Re: [openstack-dev] [gate] The gate: a failure analysis

Ihar Hrachyshka Mon, 28 Jul 2014 01:38:28 -0700

-----BEGIN PGP SIGNED MESSAGE-----
Hash: SHA512

On 28/07/14 08:52, Angus Lees wrote:
> On Mon, 21 Jul 2014 04:39:49 PM David Kranz wrote:
>> On 07/21/2014 04:13 PM, Jay Pipes wrote:
>>> On 07/21/2014 02:03 PM, Clint Byrum wrote:
>>>> Thanks Matthew for the analysis.
>>>> 
>>>> I think you missed something though.
>>>> 
>>>> Right now the frustration is that unrelated intermittent bugs
>>>> stop your presumably good change from getting in.
>>>> 
>>>> Without gating, the result would be that even more bugs, many
>>>> of them not intermittent at all, would get in. Right now, the
>>>> one random developer who has to hunt down the rechecks and do
>>>> them is inconvenienced. But without a gate, _every single_
>>>> developer will be inconvenienced until the fix is merged.
>>>> 
>>>> The false negative rate is _way_ too high. Nobody would
>>>> disagree there. However, adding more false negatives and
>>>> allowing more people to ignore the ones we already have,
>>>> seems like it would have the opposite effect: Now instead of
>>>> annoying the people who hit the random intermittent bugs, 
>>>> we'll be annoying _everybody_ as they hit the
>>>> non-intermittent ones.
>>> 
>>> +10
>> 
>> Right, but perhaps there is a middle ground. We must not allow
>> changes in that can't pass through the gate, but we can separate
>> the problems of constant rechecks using too many resources, and
>> of constant rechecks causing developer pain. If failures were
>> deterministic we would skip the failing tests until they were
>> fixed. Unfortunately many of the common failures can blow up any
>> test, or even the whole process. Following on what Sam said, what
>> if we automatically reran jobs that failed in a known way, and
>> disallowed "recheck/reverify no bug"? Developers would then have
>> to track down what bug caused a failure or file a new one.
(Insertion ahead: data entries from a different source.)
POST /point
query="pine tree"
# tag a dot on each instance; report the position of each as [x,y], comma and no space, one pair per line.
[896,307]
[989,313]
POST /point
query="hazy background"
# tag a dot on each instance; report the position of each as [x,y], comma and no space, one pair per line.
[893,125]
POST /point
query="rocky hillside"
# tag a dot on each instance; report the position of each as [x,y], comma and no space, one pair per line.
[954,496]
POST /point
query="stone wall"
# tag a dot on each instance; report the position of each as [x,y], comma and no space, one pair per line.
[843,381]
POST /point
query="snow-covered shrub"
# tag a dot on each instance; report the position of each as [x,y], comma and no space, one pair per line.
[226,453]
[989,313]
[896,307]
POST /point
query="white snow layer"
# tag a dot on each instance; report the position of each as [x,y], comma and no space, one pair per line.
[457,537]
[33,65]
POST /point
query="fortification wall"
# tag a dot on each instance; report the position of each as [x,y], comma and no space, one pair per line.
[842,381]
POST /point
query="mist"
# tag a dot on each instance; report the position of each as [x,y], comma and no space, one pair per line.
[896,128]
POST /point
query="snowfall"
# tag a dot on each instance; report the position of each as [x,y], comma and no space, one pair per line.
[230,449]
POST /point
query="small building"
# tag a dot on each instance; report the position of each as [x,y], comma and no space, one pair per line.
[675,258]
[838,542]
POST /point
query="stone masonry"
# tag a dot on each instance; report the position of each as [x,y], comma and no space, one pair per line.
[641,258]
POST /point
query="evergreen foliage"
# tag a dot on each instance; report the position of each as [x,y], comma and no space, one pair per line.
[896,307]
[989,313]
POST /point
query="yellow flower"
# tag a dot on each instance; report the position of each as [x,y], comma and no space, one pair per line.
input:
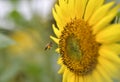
[87,41]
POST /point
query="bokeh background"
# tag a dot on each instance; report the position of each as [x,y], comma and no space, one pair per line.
[25,27]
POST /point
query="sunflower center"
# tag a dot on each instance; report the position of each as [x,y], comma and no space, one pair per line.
[78,48]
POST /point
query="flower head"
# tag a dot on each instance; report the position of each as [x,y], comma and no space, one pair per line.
[87,41]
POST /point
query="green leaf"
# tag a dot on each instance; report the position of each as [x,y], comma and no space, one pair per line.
[5,41]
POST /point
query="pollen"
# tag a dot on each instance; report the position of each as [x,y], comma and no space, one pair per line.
[78,48]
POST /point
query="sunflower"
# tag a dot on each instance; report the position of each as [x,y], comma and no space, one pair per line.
[87,41]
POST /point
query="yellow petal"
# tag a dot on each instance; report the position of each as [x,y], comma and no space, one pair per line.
[61,71]
[110,55]
[71,8]
[91,8]
[100,13]
[96,76]
[56,31]
[110,67]
[113,47]
[109,35]
[80,8]
[56,40]
[88,78]
[71,77]
[105,21]
[81,79]
[60,61]
[65,75]
[57,50]
[103,73]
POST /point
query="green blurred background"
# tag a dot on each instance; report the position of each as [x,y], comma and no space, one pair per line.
[25,27]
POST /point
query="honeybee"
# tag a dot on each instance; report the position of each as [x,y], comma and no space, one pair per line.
[48,46]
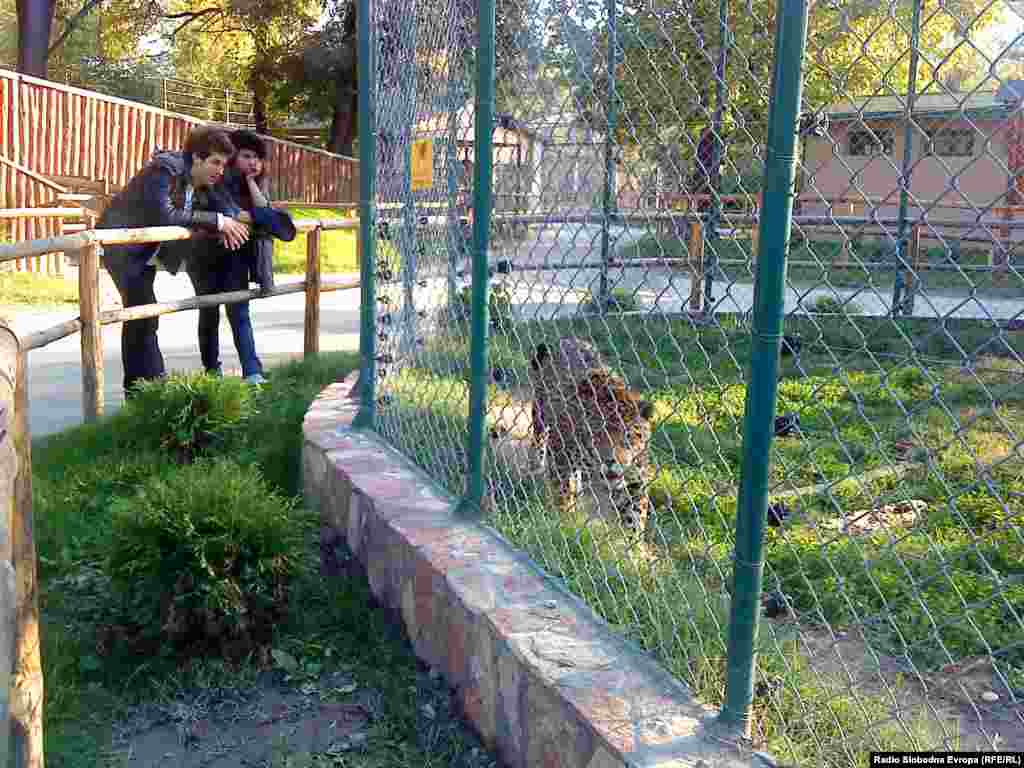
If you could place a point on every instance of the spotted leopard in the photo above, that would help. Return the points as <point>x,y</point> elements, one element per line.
<point>594,432</point>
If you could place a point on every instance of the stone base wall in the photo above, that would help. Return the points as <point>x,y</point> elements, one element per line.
<point>545,682</point>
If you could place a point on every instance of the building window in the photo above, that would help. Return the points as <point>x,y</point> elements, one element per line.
<point>950,142</point>
<point>864,142</point>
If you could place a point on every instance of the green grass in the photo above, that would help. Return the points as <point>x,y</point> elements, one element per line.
<point>337,248</point>
<point>858,271</point>
<point>80,475</point>
<point>29,289</point>
<point>858,389</point>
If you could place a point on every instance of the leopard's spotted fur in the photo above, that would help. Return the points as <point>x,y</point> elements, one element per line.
<point>588,422</point>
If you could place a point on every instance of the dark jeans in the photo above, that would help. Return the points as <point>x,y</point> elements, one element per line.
<point>225,271</point>
<point>139,348</point>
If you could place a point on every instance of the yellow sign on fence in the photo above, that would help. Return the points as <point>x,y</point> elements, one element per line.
<point>423,164</point>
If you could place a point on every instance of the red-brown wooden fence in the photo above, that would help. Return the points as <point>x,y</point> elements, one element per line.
<point>51,129</point>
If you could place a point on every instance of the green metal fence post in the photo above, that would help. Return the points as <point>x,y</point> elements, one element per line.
<point>454,223</point>
<point>611,123</point>
<point>368,217</point>
<point>715,172</point>
<point>904,304</point>
<point>776,219</point>
<point>482,200</point>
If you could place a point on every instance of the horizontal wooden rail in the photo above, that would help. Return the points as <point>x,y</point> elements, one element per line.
<point>40,213</point>
<point>137,236</point>
<point>69,328</point>
<point>33,175</point>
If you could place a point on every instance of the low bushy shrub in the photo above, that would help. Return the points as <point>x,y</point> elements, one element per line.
<point>201,558</point>
<point>188,415</point>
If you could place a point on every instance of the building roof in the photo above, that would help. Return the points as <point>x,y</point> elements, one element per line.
<point>977,104</point>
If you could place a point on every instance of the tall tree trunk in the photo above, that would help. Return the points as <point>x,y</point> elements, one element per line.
<point>35,18</point>
<point>259,113</point>
<point>343,122</point>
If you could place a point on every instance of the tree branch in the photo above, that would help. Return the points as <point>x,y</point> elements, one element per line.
<point>73,24</point>
<point>189,16</point>
<point>192,13</point>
But 
>> they would have to do so much less frequently, and as more
>> common failures were catalogued it would become less and less
>> frequent.
>> 
>> Some might (reasonably) argue that this would be a bad thing
>> because it would reduce the incentive for people to fix bugs if
>> there were less pain being inflicted. But given how hard it is to
>> track down these race bugs, and that we as a community have no
>> way to force time to be spent on them, and that it does not
>> appear that these bugs are causing real systems to fall down
>> (only our gating process), perhaps something different should be
>> considered?
> 
> So to pick an example dear to my heart, I've been working on
> removing these gate failures: 
> http://logstash.openstack.org/#eyJzZWFyY2giOiJcIkxvY2sgd2FpdCB0aW1lb3V0IGV4Y2VlZGVkOyB0cnkgcmVzdGFydGluZyB0cmFuc2FjdGlvblwiIiwiZmllbGRzIjpbXSwib2Zmc2V0IjowLCJ0aW1lZnJhbWUiOiI2MDQ4MDAiLCJncmFwaG1vZGUiOiJjb3VudCIsInRpbWUiOnsidXNlcl9pbnRlcnZhbCI6MH0sInN0YW1wIjoxNDA2NTI3OTA3NzkzfQ==
>
>  .. caused by a bad interaction between eventlet and our default
> choice of mysql driver.  It would also affect any real world
> deployment using mysql.
> 
> The problem has been identified and the fix proposed for almost a
> month now, but actually fixing the gate jobs is still no-where in
> sight.  The fix is (pretty much) as easy as a pip install and a
> slightly modified database connection string.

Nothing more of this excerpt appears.